Sam Cotten, Commissioner
P.O. Box 115526
Juneau, Alaska 99811-5526

Press Release: March 17, 2016

Contact: Dan Rosenberg, State Waterfowl Coordinator, Anchorage, (907) 267-2453

Federal Amendments Don’t Change Requirements for Alaska Waterfowl Stamps, Hunting Licenses

(Juneau) — Springtime is only weeks away and Alaska’s skies will soon fill with returning ducks and geese. This is an important time of year for rural hunters seeking a traditional food source, but amendments made in 2015 to the federal Migratory Bird Hunting and Conservation Stamp Act have left many with questions about current federal and state waterfowl hunting laws.

The Alaska Department of Fish and Game reminds subsistence waterfowl hunters that the federal amendments do not change Alaska’s state waterfowl stamp or hunting license requirements. Waterfowl hunters in Alaska must have a current, signed $5 Alaska state waterfowl stamp and hunting license in possession while hunting waterfowl anywhere in the state at any time during the year.
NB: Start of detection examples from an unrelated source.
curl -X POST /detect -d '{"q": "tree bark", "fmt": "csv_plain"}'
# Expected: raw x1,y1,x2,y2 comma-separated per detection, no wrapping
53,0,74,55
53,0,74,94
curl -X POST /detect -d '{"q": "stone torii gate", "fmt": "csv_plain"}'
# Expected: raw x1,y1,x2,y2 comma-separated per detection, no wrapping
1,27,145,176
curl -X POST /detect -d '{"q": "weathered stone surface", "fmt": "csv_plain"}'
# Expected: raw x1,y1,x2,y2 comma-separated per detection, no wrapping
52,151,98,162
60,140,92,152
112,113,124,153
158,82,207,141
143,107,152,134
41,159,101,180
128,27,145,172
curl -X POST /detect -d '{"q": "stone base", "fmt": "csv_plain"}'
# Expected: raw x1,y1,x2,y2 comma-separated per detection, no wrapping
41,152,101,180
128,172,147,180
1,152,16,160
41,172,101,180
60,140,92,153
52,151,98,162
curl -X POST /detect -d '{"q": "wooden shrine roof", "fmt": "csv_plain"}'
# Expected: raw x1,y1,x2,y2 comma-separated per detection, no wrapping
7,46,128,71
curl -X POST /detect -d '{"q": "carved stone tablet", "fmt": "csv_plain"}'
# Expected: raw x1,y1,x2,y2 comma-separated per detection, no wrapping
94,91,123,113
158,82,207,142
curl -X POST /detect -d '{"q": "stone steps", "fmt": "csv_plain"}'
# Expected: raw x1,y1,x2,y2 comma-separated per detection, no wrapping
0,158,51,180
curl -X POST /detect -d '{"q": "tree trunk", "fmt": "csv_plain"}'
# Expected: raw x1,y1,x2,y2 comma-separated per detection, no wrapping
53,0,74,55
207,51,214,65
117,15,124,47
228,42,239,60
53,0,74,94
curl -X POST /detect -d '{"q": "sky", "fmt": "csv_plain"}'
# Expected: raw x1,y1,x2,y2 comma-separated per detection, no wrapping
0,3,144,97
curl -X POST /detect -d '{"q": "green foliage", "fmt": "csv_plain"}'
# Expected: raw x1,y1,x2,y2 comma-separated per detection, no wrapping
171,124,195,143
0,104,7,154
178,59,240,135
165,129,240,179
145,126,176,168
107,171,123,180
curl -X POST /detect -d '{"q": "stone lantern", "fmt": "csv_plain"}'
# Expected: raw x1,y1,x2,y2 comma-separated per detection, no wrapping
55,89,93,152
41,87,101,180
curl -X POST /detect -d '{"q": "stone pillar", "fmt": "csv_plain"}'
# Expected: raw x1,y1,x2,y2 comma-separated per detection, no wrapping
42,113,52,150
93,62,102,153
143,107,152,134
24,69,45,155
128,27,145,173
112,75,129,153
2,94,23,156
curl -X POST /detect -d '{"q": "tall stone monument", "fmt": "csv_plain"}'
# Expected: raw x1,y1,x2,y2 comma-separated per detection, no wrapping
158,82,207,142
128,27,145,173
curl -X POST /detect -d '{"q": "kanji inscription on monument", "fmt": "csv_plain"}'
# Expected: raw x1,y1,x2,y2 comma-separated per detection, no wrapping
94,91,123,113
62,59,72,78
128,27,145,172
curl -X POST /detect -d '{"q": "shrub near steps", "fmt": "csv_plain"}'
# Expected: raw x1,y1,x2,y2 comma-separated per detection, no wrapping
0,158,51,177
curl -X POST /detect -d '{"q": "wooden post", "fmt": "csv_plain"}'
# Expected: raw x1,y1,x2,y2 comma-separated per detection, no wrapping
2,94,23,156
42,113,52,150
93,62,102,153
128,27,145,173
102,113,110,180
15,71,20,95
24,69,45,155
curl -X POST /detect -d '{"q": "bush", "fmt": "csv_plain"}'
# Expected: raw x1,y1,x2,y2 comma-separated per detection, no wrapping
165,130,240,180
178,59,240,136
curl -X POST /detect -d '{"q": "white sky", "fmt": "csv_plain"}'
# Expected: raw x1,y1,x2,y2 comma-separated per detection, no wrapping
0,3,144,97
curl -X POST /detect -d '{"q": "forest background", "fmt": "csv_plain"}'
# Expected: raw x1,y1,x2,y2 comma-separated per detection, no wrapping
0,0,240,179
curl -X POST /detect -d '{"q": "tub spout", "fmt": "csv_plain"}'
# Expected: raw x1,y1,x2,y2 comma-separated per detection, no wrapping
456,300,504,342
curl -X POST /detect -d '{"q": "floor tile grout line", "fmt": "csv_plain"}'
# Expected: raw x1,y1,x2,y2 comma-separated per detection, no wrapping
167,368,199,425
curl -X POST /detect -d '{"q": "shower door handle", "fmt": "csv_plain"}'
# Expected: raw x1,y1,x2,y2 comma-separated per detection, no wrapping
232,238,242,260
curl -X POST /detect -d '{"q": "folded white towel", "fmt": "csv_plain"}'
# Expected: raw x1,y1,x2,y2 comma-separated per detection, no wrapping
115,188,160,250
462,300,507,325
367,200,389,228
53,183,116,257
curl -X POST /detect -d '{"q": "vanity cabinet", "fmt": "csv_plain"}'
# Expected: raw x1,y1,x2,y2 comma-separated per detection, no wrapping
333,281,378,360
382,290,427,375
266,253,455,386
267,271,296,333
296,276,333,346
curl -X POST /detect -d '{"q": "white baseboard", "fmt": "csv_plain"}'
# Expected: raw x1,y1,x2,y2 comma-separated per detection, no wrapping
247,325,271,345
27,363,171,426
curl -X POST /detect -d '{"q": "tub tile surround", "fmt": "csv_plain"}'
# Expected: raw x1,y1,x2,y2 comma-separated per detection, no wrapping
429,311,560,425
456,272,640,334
This regulation applies to all waterfowl hunters except for Alaska residents who qualify for exemption based on age, income, or veteran’s disability. For details, see the 2015-16 Alaska state waterfowl hunting regulations booklet available in department offices, or view it online at https://www.adfg.alaska.gov/static/regulations/wildliferegulations/pdfs/waterfowl.pdf .

Amendments made last year to the Migratory Bird Hunting and Conservation Stamp Act raised federal waterfowl stamp prices from $15 to $25 and redefined who must possess a federal stamp to hunt waterfowl in Alaska. Under the amendments, the following Alaska residents are not required to purchase federal waterfowl stamps while hunting waterfowl in Alaska:

  1. Permanent rural residents of an “included area.”
  2. Permanent rural residents who are eligible for subsistence under the Alaska National Interest Lands Conservation Act.

“Included areas” are those areas where spring/summer migratory bird subsistence harvest is currently legal. Included areas and subsistence harvest regulations are available at: http://www.fws.gov/alaska/ambcc/Regulations.htm.

Subsistence waterfowl hunters in western Alaska are reminded that regulations for hunting emperor geese have not changed. There is no open season for emperor geese in 2016.

Subsistence waterfowl hunting seasons are scheduled to open on April 2. For questions concerning federal stamp requirements, contact the U.S. Fish and Wildlife Service Office of Law Enforcement at (907) 786-3311.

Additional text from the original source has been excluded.